Mauritania: Anti-Slavery Activist to Return Home after 8-Month International Campaign
Birame ould Dah ould Abeïd, leader of the anti-slavery movement IRA (Initiative for the Resurgence of the Abolitionist Movement) has announced his comeback to Mauritania for Sunday January 15 after he conducted an eight-month international campaign to denounce the ongoing phenomenon in the North African country, the last country in the world still practicing the outdated human dominance.
The comeback, analysts say may give rise to tension.

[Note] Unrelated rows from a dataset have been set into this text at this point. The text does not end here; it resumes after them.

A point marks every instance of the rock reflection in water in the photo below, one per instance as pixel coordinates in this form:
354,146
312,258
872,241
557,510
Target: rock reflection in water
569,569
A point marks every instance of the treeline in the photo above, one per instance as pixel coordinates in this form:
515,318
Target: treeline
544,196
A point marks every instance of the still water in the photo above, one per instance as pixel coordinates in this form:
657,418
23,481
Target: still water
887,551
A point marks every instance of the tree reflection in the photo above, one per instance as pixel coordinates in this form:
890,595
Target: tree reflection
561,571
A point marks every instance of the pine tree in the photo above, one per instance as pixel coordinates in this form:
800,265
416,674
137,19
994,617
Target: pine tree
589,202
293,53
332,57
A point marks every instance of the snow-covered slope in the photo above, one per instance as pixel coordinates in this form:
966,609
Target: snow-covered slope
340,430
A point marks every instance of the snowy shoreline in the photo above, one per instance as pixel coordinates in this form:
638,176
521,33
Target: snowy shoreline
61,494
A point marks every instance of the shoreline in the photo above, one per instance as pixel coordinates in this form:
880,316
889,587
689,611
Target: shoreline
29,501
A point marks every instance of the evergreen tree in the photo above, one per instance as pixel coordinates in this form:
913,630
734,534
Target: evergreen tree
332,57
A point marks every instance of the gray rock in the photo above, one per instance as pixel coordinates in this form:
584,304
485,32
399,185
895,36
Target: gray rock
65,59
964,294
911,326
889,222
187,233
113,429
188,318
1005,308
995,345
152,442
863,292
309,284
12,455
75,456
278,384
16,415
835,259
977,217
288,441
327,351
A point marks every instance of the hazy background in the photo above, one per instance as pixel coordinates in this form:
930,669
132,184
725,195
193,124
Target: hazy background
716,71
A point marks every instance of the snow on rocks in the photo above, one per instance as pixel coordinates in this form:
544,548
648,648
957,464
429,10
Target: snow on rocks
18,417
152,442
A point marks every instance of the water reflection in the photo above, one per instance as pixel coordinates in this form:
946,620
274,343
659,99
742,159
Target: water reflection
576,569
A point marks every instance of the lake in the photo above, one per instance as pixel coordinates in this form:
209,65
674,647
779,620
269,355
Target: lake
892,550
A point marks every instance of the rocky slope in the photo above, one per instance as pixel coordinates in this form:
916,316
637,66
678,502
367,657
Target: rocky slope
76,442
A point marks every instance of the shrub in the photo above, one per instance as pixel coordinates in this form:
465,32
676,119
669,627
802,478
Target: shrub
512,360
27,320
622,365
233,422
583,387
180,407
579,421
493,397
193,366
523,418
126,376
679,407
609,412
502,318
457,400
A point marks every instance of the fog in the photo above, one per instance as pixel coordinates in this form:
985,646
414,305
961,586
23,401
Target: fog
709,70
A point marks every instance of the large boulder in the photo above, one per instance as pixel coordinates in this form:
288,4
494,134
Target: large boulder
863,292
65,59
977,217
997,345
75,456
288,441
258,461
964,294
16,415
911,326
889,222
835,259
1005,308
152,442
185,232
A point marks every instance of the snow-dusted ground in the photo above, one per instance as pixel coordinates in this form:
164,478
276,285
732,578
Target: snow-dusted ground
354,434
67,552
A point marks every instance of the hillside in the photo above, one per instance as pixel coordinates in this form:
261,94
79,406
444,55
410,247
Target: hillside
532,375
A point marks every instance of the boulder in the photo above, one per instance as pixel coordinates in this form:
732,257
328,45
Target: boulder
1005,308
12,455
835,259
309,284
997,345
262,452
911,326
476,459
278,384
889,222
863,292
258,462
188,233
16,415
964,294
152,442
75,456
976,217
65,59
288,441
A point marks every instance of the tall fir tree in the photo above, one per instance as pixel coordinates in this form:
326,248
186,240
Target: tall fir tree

Birame idolized by Mauritania’s black and underprivileged populations has chosen to return to his country by road, via Senegal through the border town of Rosso, the very place where he was arrested in November 2015 for defying the state.
Analysts believe the decision to pass through the historical town is significant and will throw thousands of sympathizers in the streets therefore predicting confrontation between security forces and supporters.
The activist, decried by the Mauritanian regime, left the country eight months ago on an international tour in Africa and elsewhere to marshal support and to denounce the phenomenon still ongoing in the North African country.
Several members of his movement were arrested in June last year for mounting riot against security forces. A court in capital Nouakchott handed them heavy prison sentences ranging between 3 and 15 years. After an appeal in another court in the second city of the country, Nouadhibou, the ruling was overturned and most of the accused were freed, except three who have been sentenced to 3 years in prison.